La guerre de course était-elle une activité rentable?
Certainement, si l'on en croit les chiffres : à Dunkerque, le plus grand port
corsaire français, les prises et leur liquidation ont rapporté, pour la guerre
de la Ligue d'Ausbourg (1688-1697), 167 000 livres, soit environ 22 millions et
demi de nos francs actuels; pour celle de la Succession d'Espagne (1702-1712)
500 000 livres de produit net (le produit brut dépasse 82 millions) pour 1 614
prises et rançons. Durant la guerre de Succession d'Autriche (1744-1748), les
corsaires français et espagnols capturèrent 3 238 bâtiments de commerce ennemis
tandis que les Anglais se rendirent maîtres de 2 385 navires français et
espagnols (en tout pour 18 750 000 livres sterling). De 1793 à 1815, les
français s'emparèrent de 10 871 vaisseaux marchands, ce qui n'empêcha pas
l'Angleterre de devenir la première puissance maritime mondiale.

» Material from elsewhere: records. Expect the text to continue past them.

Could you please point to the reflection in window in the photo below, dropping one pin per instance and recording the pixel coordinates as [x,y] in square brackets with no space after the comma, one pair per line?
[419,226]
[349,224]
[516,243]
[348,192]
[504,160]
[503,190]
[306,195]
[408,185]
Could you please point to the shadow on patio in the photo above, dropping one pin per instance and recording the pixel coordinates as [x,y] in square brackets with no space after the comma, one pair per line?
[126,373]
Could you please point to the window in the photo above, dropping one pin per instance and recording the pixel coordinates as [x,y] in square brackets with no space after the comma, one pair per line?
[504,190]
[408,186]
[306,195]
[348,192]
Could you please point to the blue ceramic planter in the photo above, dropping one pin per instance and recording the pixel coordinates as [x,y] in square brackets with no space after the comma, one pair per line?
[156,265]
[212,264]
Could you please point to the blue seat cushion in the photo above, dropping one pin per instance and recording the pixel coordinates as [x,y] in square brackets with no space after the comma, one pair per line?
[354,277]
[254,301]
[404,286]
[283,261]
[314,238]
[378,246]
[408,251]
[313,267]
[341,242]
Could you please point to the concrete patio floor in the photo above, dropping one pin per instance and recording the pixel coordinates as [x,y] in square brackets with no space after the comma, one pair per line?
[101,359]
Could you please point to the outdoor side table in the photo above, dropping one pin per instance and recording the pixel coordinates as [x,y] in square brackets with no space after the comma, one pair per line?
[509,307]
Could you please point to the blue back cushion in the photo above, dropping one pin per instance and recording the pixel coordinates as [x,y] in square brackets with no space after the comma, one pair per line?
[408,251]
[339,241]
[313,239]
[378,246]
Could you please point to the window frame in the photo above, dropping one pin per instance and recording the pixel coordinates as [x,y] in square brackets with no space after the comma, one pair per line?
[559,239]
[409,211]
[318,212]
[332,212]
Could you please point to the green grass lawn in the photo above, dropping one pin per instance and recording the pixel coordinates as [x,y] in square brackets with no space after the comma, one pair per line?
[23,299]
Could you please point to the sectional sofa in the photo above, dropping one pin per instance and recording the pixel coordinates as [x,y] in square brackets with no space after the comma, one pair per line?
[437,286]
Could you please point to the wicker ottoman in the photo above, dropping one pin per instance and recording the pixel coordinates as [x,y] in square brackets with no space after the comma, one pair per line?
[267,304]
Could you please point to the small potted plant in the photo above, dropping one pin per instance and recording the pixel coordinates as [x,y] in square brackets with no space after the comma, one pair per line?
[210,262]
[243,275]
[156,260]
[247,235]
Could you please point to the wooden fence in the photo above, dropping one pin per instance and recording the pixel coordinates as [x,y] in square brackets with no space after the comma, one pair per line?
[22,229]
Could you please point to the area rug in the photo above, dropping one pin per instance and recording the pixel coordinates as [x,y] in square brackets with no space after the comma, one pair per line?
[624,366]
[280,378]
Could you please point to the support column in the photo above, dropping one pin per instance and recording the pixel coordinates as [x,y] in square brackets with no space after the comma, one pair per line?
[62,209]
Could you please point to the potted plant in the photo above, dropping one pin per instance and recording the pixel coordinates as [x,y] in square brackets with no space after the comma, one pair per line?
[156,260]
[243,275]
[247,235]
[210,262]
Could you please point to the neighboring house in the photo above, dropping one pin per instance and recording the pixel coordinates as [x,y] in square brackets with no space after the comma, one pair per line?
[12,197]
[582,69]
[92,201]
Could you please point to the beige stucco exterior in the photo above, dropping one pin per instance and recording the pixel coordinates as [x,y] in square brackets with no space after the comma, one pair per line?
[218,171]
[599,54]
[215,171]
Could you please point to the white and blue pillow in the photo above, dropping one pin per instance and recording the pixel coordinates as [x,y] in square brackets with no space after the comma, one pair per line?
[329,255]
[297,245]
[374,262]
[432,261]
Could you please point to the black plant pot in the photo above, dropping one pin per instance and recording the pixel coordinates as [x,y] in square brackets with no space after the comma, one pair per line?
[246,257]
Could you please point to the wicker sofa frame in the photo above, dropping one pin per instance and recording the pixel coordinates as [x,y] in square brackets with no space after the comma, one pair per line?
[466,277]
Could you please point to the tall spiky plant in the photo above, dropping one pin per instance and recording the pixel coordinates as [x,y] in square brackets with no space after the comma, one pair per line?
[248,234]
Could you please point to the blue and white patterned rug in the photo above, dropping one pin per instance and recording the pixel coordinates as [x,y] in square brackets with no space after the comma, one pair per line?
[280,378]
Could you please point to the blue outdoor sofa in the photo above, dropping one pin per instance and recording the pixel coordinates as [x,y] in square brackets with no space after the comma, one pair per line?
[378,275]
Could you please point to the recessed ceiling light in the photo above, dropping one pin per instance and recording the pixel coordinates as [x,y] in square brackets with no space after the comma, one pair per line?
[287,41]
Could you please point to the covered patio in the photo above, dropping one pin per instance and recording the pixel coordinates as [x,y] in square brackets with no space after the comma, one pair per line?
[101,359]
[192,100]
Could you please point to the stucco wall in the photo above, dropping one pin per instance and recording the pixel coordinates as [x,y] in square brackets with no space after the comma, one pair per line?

Auxiliaires de l'Etat en cas de guerre maritime, les
corsaires ont ainsi pallié la déficience de la marine de guerre. La vaillance,
l'audace, l'individualisme, convenaient parfaitement à cette guerre faite de
ruses et d'escarmouches. La guerre de course a sans doute enrichi quelques gros
armateurs, mais rarement les équipages de ces navires qui risquaient chaque jour
leur vie à cette guerre sur les mers. Que de faillites pour de riches captures!
Après avoir joui de la considération de tous, les capres s'attaquèrent aux
non-combattants, se rendirent impopulaires, et, avec eux, la guerre de course.